= Eva Gräfin Finck von Finckenstein =

German politician (1903–1994)

Eva Gräfin Finck von Finckenstein (née Schubring; 3 December 1903, in Berlin - 13 March 1994) was a German politician, representative of the German Christian Democratic Union.

Eva Schubring was born in Berlin to the art historian Professor Schubring. She visited school in Berlin and studied national economics at the University of Berlin. In 1928-33 she was the managing editor for foreign affairs of the Vossische Zeitung in Berlin. After the Nazis took over power in Germany she retreated from politics.

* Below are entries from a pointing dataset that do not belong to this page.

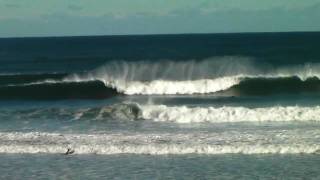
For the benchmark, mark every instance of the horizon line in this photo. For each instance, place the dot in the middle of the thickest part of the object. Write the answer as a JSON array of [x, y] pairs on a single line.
[[157, 34]]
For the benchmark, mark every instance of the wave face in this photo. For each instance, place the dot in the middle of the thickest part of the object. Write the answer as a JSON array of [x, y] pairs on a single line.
[[174, 114], [272, 142], [242, 75], [58, 90], [231, 76], [183, 114]]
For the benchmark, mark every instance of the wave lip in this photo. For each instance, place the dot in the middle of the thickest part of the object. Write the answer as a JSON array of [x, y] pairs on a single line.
[[275, 142], [184, 114], [158, 87]]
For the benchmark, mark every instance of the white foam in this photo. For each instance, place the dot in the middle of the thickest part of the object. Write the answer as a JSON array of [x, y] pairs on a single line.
[[202, 86], [184, 114], [187, 77], [275, 142]]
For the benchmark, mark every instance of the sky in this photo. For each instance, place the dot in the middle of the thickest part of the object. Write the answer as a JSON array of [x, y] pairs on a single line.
[[21, 18]]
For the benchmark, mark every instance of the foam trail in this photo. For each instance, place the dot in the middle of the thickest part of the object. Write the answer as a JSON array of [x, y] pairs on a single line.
[[189, 77], [184, 114], [203, 86], [274, 142]]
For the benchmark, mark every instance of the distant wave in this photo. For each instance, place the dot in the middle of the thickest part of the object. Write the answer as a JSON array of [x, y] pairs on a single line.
[[175, 114], [57, 90], [184, 114], [270, 142], [231, 76]]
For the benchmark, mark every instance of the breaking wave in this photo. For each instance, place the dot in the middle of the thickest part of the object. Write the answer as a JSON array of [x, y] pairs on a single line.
[[273, 142], [175, 114], [232, 76]]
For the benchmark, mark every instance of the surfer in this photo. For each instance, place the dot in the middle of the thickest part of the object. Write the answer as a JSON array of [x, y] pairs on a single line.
[[69, 151]]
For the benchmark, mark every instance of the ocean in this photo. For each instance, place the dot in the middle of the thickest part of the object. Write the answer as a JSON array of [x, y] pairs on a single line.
[[190, 106]]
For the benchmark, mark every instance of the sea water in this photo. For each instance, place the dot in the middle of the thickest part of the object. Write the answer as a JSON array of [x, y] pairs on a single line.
[[211, 106]]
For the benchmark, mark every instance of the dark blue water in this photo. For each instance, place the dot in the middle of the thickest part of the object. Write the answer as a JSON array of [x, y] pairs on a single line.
[[218, 101]]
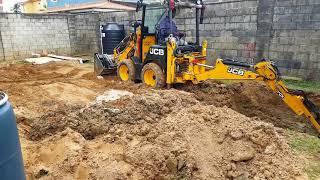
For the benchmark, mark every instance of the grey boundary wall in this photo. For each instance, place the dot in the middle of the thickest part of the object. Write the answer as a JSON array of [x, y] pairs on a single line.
[[285, 31]]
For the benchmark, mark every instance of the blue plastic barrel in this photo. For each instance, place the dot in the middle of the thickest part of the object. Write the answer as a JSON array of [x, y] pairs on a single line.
[[11, 163]]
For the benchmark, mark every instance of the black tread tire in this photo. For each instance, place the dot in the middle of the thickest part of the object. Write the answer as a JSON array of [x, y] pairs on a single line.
[[160, 76], [131, 68]]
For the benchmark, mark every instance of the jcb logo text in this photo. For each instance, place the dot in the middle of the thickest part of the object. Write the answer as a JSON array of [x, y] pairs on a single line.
[[157, 51], [236, 71]]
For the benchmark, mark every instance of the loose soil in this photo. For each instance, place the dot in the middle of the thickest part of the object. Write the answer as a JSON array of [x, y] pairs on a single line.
[[195, 132], [255, 100]]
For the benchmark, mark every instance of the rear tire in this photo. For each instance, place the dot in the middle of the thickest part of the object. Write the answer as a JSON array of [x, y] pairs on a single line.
[[152, 75], [126, 70]]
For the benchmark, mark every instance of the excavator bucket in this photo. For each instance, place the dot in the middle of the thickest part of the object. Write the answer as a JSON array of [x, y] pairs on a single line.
[[313, 109], [104, 65]]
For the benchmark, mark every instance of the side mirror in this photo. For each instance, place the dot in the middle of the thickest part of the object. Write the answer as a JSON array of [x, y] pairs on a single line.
[[202, 13], [139, 5]]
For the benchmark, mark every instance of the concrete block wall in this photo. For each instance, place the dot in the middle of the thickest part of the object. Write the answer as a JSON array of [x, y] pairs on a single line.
[[295, 37], [229, 26], [285, 31], [84, 33], [23, 34]]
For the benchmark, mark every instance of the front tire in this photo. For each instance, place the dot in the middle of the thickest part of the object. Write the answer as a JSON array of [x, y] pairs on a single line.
[[126, 70], [152, 75]]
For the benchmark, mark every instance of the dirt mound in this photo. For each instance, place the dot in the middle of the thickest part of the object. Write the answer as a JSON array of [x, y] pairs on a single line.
[[252, 99], [159, 135]]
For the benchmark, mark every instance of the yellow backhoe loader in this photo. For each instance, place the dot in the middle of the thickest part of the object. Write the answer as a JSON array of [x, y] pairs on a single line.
[[142, 57]]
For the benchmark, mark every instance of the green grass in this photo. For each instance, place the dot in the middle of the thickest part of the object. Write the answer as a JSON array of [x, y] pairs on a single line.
[[309, 86], [313, 171], [309, 147]]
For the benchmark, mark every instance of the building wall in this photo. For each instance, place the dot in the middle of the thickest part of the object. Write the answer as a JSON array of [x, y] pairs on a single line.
[[24, 34], [65, 3], [34, 6], [284, 31]]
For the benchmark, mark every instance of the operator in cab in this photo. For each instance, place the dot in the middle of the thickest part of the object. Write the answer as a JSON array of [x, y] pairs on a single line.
[[165, 25]]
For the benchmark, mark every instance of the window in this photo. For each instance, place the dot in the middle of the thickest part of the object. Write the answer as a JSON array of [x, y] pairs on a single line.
[[153, 16]]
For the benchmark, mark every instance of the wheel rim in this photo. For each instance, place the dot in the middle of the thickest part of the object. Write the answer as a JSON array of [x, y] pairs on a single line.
[[124, 72], [149, 77]]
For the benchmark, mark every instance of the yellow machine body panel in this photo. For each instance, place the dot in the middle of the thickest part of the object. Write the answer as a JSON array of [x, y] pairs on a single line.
[[148, 41]]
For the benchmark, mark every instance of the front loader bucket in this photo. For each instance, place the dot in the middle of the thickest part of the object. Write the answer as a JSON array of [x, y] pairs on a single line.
[[104, 65]]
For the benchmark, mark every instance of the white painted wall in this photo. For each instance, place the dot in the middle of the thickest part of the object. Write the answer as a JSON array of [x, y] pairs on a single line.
[[8, 4]]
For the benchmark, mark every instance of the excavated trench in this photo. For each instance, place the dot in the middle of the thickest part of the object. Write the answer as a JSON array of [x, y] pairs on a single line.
[[205, 131]]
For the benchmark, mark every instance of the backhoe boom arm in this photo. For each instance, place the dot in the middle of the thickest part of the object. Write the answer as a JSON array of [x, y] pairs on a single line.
[[265, 71]]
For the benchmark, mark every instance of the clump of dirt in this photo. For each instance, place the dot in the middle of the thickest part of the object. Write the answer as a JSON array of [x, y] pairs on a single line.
[[159, 135], [95, 119], [252, 99]]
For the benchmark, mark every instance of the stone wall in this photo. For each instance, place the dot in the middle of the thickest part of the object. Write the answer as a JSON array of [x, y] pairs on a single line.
[[23, 34], [292, 36], [229, 26]]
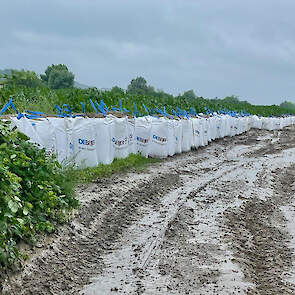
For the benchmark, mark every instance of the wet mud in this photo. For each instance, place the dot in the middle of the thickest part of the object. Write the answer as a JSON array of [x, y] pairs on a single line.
[[218, 220]]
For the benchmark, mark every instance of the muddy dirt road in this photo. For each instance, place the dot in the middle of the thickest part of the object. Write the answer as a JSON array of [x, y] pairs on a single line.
[[219, 220]]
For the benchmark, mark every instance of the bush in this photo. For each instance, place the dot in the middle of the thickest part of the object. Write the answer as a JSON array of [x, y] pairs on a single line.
[[35, 194]]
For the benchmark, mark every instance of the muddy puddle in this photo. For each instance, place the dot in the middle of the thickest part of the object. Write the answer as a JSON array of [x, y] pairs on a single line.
[[219, 220]]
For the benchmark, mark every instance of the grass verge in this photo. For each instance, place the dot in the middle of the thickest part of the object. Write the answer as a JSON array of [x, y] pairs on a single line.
[[133, 161]]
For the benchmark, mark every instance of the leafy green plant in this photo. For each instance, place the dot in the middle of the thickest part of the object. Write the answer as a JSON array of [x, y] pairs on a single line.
[[34, 193], [133, 161]]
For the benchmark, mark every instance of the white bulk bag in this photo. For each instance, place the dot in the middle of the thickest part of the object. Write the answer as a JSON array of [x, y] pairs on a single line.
[[83, 139], [171, 137], [159, 139], [197, 133], [63, 144], [187, 135], [218, 126], [203, 132], [104, 148], [178, 136], [143, 128], [131, 136], [119, 134]]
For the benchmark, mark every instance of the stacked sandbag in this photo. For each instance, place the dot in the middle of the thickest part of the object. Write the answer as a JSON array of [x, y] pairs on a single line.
[[87, 142]]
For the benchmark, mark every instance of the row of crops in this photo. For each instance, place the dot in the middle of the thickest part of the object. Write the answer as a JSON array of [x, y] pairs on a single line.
[[43, 99]]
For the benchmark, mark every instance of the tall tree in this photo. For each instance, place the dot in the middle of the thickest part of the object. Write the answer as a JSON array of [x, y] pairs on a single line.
[[58, 76], [22, 78], [138, 86]]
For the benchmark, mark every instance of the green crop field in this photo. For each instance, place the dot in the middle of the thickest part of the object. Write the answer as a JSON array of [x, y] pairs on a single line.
[[43, 99]]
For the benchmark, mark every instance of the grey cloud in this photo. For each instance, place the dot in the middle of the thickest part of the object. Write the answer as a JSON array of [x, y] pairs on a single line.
[[218, 48]]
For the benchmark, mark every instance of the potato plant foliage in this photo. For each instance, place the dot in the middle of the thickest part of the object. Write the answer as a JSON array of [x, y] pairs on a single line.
[[35, 193]]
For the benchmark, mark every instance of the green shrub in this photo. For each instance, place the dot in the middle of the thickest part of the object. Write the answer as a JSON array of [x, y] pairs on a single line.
[[35, 194]]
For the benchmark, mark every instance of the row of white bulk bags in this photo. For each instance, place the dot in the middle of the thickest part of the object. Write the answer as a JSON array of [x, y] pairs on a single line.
[[90, 141]]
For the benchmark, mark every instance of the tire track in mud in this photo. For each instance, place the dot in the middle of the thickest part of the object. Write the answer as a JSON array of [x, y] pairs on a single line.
[[65, 269], [257, 229], [187, 267]]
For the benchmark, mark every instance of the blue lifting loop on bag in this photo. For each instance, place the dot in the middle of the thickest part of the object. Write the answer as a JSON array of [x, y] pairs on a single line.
[[83, 107], [93, 106], [101, 108], [134, 110], [147, 111], [9, 104], [67, 110], [104, 106]]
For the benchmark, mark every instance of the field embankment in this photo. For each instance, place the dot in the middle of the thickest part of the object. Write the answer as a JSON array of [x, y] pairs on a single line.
[[218, 220]]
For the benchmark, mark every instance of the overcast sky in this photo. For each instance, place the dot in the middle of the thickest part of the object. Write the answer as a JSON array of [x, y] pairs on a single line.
[[215, 47]]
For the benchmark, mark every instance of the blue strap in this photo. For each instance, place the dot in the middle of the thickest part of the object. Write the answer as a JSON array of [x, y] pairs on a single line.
[[147, 111], [104, 105], [9, 104], [67, 110], [135, 109], [58, 109], [93, 106], [83, 107], [100, 108], [34, 113]]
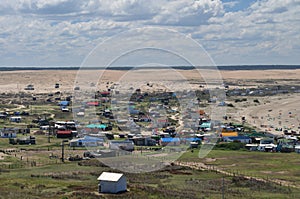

She was first married to screenwriter Ayi Tendulkar and after her divorce she married Gottfried Graf Finck von Finckenstein in 1934, with whom she had five children. After her marriage she lived in Terpen in East Prussia. At the end of World War II she fled to Schleswig-Holstein, where she published a journal "Die Hausfrau" (The housewife) in 1949/50. In 1950 she joined the League of Expellees and Deprived of Rights (BHE) and became the personal assistant of BHE Chairman Waldemar Kraft and the party's press referent. In 1953 she was elected a member of the German Bundestag.

In 1954 she was not reelected into the BHE board, which led to the resignation of Waldemar Kraft as BHE Chairman. In 1956 Kraft, Finckenstein and Theodor Oberländer joined the CDU Fraction, which led to the decline of influence of the BHE in German politics.

Finck von Finckenstein was not again elected to the Bundestag and retreated from politics.